The proposed 2019 Medicare physician fee schedule rule also includes potential changes to the Quality Payment Program (QPP), many of which the Texas Medical Association believes result in more program complexity than the previous CMS legacy programs it replaced. TMA supports maintaining and expanding the low-volume threshold for participating in QPP’s Merit-Based Incentive Payment System (MIPS), as CMS proposes, but is concerned the QPP, as designed, will continue to harm small and solo practices in Texas.
TMA believes the overall documentation required for each performance measure and activity contradicts the agency’s new priority of creating a health care system that increases the amount of time that physicians spend with their patients while reducing the burden of paperwork.
Jeffrey Kahn, MD, chair of TMA’s Council on Health Care Quality, says the 665-page proposed rule in the Federal Register is daunting for physicians to read, and he suspects most won’t even try. One aspect of the rule he’s concerned about is CMS’ plan to remove a slew of quality measures. In the rule, CMS proposes to add 10 new measures, remove 34 immediately, and gradually remove others, with few new ones under development.
“There’s just a general concern that removing a large number of measures without reducing quality reporting requirements may make it harder to score high on QPP/MIPS, especially in certain specialties with limited measures from which to choose,” Dr.

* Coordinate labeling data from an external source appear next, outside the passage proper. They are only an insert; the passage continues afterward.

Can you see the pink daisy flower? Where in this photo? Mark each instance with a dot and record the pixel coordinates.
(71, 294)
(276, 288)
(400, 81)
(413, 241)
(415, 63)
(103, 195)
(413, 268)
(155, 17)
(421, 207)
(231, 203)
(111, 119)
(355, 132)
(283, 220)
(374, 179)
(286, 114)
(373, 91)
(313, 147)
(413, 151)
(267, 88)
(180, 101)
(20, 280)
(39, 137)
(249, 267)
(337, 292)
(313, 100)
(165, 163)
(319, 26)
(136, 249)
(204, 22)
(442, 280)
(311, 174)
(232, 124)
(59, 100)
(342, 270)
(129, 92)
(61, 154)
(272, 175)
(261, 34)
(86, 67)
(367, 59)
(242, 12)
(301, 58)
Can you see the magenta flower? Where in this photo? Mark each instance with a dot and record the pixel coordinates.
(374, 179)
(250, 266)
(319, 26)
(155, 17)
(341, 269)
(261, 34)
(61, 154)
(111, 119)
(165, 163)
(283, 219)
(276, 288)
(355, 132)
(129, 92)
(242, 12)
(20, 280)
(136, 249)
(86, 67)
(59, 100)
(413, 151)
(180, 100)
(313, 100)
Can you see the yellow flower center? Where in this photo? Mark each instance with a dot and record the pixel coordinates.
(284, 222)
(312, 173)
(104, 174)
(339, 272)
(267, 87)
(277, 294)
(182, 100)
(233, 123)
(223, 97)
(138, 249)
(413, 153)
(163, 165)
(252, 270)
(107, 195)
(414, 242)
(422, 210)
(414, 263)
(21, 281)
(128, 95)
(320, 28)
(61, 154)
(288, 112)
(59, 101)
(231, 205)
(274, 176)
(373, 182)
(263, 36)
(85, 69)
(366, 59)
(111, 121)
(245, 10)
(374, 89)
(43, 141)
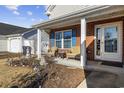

Kahn said. “Not to mention that many physicians view the existing measures as failing to really capture the quality of their practice and specialty as a whole.”
At right is a snapshot of key parts of the proposal for MIPS. In September, TMA was continuing to analyze the proposal and draft a formal response to CMS’ plan. Read the full proposed rule at tma.tips/medicarepartb19.
Low volume threshold:
Physicians who bill $90,000 or less in Medicare covered professional service charges in 2018, or treat 200 or fewer Medicare patients, would be exempt from required MIPS reporting. But the 2019 proposal adds a third possible criteria for exemption: Providing 200 or fewer covered services.
Eligible clinicians who meet one or two, but not all three, of the low-volume threshold criteria would be able to opt in to MIPS reporting.
Those who see 75 percent of their Medicare patients through a facility, such as a hospital, would be able to use the facility’s scoring.
Increase in performance thresholds:
The performance threshold to avoid payment penalties would be doubled from 15 points to 30 points, and the threshold to earn an additional bonus for exceptional performance would be increased from 70 points to 80.
One of the four weighted categories determining a clinician’s score, the cost category would account for 15 percent of their total MIPS score in 2019, up from 10 percent in 2018. The other categories and their proposed weights for 2019: Quality, 45 percent (down from 50 percent in 2018); Promoting Interoperability, 25 percent; and Improvement Activities, 15 percent.
Physicians who participate would be required to use an electronic health records system certified under the 2015 Certified EHR Technology standards.